Ist Ihr Blutdruck zu hoch?

Beschwerden wie Herzklopfen, Schwindel, Kopfschmerzen oder Ohrensausen deuten oftmals auf einen zu hohen Blutdruck hin. Wir haben uns angesehen, welche Ursachen es dafür gibt und wie man, abgesehen von einer medikamentösen Therapie, sinnvoll gegensteuern kann.

eder 4. Österreicher hat einen erhöhten Blutdruck. Ab 60 Jahren sind bereits bis zu zwei Drittel davon betroffen. Das ist vor allem dann problematisch, wenn die Werte langfristig im hohen Bereich sind. Denn dann bringen sie erhebliche Risiken für Herz und Gefäße mit sich und können im schlimmsten Fall zum Herzinfarkt oder Schlaganfall führen.

Warum ist der Blutdruck erhöht?

Grundsätzlich gilt der Blutdruck dann als erhöht, wenn er die Werte von 140/90 mmHg übersteigt. Doch auch bei sogenannten „hochnormalen“ Werten (siehe Tabelle) sollte man schon hellhörig werden. Zu den Auslösern zählen neben einem ungesunden Lebensstil, Stress und zu wenig Schlaf über einen längeren Zeitraum aber auch erbliche Veranlagung sowie die Wechseljahre. Die oft gehörte Behauptung, dass hauptsächlich der gestresste, leistungsorientierte und vielleicht weniger gesundheitsbewusste Mann betroffen ist, stimmt also nicht ganz. Tatsächlich gehören Frauen ebenso zur Risikogruppe, meist sind sie aber erst in einem etwas höheren Alter betroffen.

Werte unter 140/90 gelten als normal. Alles, was darüber liegt, gilt als Bluthochdruck und sollte therapiert werden.

Stille Gefahr

Blutdruck Tabelle ÜbersichtDie große Gefahr bei erhöhtem Blutdruck besteht darin, dass man ihn anfangs oft nicht bemerkt.
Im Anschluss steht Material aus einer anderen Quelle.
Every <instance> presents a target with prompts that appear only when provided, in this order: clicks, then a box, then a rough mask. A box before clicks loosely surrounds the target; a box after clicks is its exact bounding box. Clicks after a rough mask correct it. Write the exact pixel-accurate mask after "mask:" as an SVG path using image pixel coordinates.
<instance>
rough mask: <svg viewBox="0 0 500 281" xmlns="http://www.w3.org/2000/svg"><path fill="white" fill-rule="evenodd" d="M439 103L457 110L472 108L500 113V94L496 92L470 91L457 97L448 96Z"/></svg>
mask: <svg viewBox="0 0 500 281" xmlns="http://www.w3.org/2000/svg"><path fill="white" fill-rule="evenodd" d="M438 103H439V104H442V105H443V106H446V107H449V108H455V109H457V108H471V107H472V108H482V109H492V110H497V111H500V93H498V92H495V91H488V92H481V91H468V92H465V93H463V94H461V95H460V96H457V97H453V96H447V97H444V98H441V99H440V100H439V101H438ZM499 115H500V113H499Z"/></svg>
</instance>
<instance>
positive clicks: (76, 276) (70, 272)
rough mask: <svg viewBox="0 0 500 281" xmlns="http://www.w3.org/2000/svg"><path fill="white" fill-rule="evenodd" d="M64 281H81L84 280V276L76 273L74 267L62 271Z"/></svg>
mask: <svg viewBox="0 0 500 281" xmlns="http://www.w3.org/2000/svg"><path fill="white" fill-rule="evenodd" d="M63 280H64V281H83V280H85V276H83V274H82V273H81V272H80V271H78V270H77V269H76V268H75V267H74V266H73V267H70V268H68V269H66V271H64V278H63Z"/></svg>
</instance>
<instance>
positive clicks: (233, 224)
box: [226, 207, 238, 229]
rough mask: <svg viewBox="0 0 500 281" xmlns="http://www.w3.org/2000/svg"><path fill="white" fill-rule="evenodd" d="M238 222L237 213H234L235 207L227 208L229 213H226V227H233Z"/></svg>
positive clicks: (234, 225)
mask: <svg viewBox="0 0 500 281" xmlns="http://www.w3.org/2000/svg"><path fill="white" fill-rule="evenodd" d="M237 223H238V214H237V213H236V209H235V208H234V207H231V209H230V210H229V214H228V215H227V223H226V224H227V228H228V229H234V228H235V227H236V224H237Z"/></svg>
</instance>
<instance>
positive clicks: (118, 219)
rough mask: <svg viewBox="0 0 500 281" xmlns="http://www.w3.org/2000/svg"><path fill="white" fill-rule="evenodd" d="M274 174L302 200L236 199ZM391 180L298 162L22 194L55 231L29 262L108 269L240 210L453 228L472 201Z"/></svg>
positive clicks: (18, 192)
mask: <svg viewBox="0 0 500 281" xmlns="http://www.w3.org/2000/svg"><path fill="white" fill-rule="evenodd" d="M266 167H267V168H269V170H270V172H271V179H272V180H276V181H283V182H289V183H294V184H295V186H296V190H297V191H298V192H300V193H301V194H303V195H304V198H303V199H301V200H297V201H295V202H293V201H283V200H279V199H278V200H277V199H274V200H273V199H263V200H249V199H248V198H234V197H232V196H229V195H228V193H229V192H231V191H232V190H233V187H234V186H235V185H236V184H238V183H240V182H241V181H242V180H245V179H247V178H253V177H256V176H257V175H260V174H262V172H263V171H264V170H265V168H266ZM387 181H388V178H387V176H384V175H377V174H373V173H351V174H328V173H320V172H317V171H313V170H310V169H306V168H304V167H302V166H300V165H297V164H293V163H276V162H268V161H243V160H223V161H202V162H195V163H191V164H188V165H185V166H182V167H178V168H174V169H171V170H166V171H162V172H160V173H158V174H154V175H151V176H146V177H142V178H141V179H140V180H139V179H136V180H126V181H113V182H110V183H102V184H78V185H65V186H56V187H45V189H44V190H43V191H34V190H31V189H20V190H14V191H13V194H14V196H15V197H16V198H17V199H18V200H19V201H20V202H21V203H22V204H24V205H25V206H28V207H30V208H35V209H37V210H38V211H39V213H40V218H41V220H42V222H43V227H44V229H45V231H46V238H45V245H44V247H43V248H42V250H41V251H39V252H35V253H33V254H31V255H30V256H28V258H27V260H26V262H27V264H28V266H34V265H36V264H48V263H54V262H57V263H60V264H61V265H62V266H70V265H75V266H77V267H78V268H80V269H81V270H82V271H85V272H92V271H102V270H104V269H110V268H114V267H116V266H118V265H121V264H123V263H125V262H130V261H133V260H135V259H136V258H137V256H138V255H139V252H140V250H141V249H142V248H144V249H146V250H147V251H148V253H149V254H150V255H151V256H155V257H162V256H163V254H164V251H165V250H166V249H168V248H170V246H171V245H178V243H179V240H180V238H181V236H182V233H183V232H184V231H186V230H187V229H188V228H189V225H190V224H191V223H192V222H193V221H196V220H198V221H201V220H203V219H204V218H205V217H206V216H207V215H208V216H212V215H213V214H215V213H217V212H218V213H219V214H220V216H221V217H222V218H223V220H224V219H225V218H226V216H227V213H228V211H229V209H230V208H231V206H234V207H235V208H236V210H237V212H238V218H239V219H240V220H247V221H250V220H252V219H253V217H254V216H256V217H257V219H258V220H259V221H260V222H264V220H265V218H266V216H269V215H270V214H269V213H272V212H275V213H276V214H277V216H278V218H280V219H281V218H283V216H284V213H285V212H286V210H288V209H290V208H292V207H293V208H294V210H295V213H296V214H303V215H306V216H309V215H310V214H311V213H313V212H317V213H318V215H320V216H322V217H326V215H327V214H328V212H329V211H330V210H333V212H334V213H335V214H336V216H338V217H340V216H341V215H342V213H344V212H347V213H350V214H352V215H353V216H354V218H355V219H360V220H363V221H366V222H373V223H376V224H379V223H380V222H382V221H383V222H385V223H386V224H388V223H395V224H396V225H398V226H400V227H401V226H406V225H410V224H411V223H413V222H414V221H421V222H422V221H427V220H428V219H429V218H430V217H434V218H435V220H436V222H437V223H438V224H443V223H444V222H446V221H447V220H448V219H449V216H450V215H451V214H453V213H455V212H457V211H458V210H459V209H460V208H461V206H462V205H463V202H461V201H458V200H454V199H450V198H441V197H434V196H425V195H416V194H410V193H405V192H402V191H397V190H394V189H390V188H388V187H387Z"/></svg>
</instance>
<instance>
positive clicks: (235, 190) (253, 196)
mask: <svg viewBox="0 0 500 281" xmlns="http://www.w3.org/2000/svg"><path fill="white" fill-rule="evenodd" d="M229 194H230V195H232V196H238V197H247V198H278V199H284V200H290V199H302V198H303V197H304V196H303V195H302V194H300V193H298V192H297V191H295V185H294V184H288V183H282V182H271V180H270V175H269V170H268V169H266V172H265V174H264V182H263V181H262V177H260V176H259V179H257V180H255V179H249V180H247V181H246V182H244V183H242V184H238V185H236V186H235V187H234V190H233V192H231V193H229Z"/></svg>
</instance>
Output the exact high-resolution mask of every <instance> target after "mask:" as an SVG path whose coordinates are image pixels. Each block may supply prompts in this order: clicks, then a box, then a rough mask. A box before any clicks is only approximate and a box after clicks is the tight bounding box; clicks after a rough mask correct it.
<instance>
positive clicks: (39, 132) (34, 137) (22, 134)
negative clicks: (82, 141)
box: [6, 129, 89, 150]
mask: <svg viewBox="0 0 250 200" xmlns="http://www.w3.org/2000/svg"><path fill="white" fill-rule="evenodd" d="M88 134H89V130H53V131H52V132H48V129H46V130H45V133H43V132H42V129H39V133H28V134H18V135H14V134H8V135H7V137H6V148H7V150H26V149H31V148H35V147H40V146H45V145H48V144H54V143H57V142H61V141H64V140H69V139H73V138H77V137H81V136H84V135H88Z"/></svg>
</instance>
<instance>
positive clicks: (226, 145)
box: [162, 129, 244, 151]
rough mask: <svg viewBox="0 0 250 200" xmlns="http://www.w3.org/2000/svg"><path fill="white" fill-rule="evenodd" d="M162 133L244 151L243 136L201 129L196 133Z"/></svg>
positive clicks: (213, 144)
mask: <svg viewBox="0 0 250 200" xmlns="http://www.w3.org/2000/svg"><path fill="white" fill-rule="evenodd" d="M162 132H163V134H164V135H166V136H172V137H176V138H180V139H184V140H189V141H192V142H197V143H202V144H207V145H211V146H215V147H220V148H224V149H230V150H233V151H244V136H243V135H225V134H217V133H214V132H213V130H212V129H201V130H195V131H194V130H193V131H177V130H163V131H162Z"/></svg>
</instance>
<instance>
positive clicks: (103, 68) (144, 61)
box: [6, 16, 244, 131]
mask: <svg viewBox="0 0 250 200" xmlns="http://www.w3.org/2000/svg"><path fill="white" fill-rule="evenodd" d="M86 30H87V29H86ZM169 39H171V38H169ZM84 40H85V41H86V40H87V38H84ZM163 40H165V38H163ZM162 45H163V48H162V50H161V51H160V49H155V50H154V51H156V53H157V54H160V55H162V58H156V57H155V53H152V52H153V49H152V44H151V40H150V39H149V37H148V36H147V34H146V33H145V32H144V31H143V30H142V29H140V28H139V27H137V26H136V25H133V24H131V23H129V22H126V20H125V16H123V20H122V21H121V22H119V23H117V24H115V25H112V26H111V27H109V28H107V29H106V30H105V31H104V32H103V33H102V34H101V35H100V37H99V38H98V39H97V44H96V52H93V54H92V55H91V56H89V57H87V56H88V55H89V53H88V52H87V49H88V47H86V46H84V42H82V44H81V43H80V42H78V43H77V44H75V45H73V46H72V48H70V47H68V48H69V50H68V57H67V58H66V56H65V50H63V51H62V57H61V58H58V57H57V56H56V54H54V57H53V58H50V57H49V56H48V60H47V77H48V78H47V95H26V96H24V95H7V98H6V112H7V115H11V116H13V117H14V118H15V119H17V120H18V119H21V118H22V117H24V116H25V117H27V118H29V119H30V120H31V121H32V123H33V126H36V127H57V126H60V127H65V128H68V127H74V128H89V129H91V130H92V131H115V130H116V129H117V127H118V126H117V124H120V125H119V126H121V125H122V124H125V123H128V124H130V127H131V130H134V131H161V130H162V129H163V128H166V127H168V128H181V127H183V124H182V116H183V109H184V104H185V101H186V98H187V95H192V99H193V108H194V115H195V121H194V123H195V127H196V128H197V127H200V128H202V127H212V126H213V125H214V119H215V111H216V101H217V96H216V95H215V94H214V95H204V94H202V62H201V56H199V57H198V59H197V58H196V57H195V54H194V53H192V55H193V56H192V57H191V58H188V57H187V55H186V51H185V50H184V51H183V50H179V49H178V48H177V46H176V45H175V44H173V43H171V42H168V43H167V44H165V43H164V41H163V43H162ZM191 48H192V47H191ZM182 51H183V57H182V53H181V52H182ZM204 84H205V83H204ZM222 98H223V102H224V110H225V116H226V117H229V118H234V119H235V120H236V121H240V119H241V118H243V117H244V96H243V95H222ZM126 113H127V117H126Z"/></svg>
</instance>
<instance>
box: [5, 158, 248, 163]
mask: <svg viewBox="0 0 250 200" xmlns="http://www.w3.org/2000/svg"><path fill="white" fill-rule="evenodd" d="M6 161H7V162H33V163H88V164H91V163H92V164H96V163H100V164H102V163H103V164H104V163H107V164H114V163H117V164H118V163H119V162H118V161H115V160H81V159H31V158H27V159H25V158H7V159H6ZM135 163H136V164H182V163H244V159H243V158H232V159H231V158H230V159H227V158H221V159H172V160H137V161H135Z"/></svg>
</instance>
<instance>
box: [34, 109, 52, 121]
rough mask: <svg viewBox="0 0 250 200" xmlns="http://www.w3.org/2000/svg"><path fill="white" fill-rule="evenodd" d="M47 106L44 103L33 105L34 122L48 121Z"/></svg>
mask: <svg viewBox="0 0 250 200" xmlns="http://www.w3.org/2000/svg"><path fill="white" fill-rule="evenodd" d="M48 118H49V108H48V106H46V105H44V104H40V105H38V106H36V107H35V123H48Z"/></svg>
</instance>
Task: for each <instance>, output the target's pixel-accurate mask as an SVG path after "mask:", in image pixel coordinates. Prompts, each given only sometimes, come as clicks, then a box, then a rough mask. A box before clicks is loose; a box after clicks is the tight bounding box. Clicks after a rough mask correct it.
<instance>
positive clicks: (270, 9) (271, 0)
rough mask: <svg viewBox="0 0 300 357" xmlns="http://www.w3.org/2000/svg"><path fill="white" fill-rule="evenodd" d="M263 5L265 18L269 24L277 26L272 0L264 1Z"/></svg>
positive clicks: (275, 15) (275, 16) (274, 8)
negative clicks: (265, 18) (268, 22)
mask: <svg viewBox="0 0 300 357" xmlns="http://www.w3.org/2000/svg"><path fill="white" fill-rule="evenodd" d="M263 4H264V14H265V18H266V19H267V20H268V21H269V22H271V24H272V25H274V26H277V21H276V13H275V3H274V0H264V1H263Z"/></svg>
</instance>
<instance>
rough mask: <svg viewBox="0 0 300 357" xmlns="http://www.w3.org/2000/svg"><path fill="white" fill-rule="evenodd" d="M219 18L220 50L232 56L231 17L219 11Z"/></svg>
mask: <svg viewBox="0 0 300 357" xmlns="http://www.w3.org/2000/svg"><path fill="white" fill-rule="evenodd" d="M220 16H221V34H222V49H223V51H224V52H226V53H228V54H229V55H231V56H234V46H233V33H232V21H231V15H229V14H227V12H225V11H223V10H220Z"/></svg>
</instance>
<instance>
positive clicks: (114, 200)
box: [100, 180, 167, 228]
Typische Symptome wie Herzklopfen, Kreislaufprobleme, Schwindel, Kopfschmerzen oder Ohrensausen zeigen sich in der Regel erst, wenn sich das Problem bereits festgesetzt hat. Was genau es dann zu tun gilt, sollte anhand der jeweiligen Werte entschieden werden. Gerade bei leicht erhöhten Werten können noch kleine Änderungen im Alltag helfen. Dazu zählen etwa der sparsame Einsatz von Salz, mehr Bewegung (regelmäßige Spaziergänge oder Ausdauersport) sowie eine ausreichende Flüssigkeitsaufnahme. Ist der Blutdruck jedoch dauerhaft zu hoch oder steigt er weiter, wird Ihr Arzt bzw. Ihre Ärztin Blutdrucksenker verschreiben. Ganz wichtig: Um möglichst schnell gegensteuern zu können oder wenn bereits Symptome bestehen, sollte auch zu Hause regelmäßig der Blutdruck kontrolliert werden.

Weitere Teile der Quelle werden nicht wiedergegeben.